Quise sin duda, observar a través de mis ojos ausente, esperar que alguien me viera, por lo menos,
ese sujeto que estaba el otro día asomándose a buscar algo como si fuese yo mismo a quien buscaba,
pero luego de pasar de largo, como si ya me hubiera acumulado todos los odios, decidió quejarse
una vez más con manotazos en su contra pierna derecha, como si buscara una fuerza que lo hiciera
moverse porque ya no puede por sí solo.

Creía que al menos, iba a vomitar todas las palabras metidas entre mi máscara y mi espalda, pero
no pude, sentí como si me llevaran a un lugar tan remoto como Luvina, pero no, seguía allí, en la
espera de una tormenta o de una sequía. Estaba como la arena sin que la tocase una ola.

Con solo imaginar que, en otros tiempos, mis ojos y la mente estaban tan despiertos que me
quedaba sin movimiento y luego aparecían esas manos de rubí, que tocaban sutilmente el borde de
mi alma, como si me llevaran poco a poco al final del éxtasis, que algunas veces aparecía en medio
de mis pasos numerados, así como cuando en media tormenta el rayo ilumina toda tu habitación y
la vela que te daba toda la luz se convierte en nada.

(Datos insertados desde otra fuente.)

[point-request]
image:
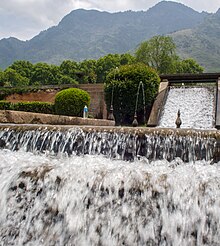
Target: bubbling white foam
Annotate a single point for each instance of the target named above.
(92, 200)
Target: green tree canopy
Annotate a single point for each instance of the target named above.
(109, 62)
(158, 53)
(11, 78)
(24, 68)
(188, 66)
(121, 90)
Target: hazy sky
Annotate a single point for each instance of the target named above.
(24, 19)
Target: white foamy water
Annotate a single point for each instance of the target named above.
(92, 200)
(196, 105)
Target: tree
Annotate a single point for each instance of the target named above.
(11, 78)
(158, 53)
(122, 86)
(188, 66)
(88, 68)
(109, 62)
(69, 68)
(44, 74)
(24, 68)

Definitivamente, que nadie podría ver lo que pienso, ni esa persona que me hirió con su leitmotiv,
y que determinó quién sería yo, ahora abandonado. Me siento inútil. Como el árbol seco que sus
raíces se funden a la tierra y no tiene ya donde sujetarse, así de muerto, como si no corriera ya más
el viento, como si ya no se moviera el mar, como si ya no existiera el pensamiento.

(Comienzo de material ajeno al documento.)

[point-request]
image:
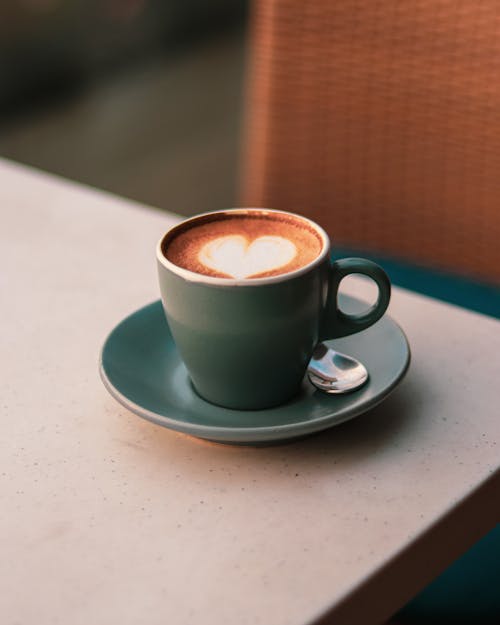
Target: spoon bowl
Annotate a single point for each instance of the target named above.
(335, 373)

Pensé por un momento, si la luz que entraba debajo de la puerta, fuera quien sus ojos clavasen en
mí, por largas noches, y me acariciara para que yo le entregue lo que tengo, sería nuevamente pleno,
como cuando habité en las manos del escribano que tuvo consigo La Eneida y Lisis. Así viviera yo,
como en antiguo, tejiendo las mentes frente a mí, como Ixquic, abuela de los remiendos, le dio el
Cuculcán a quien me dejó en este escritorio esperando a alguien con quien dialogar.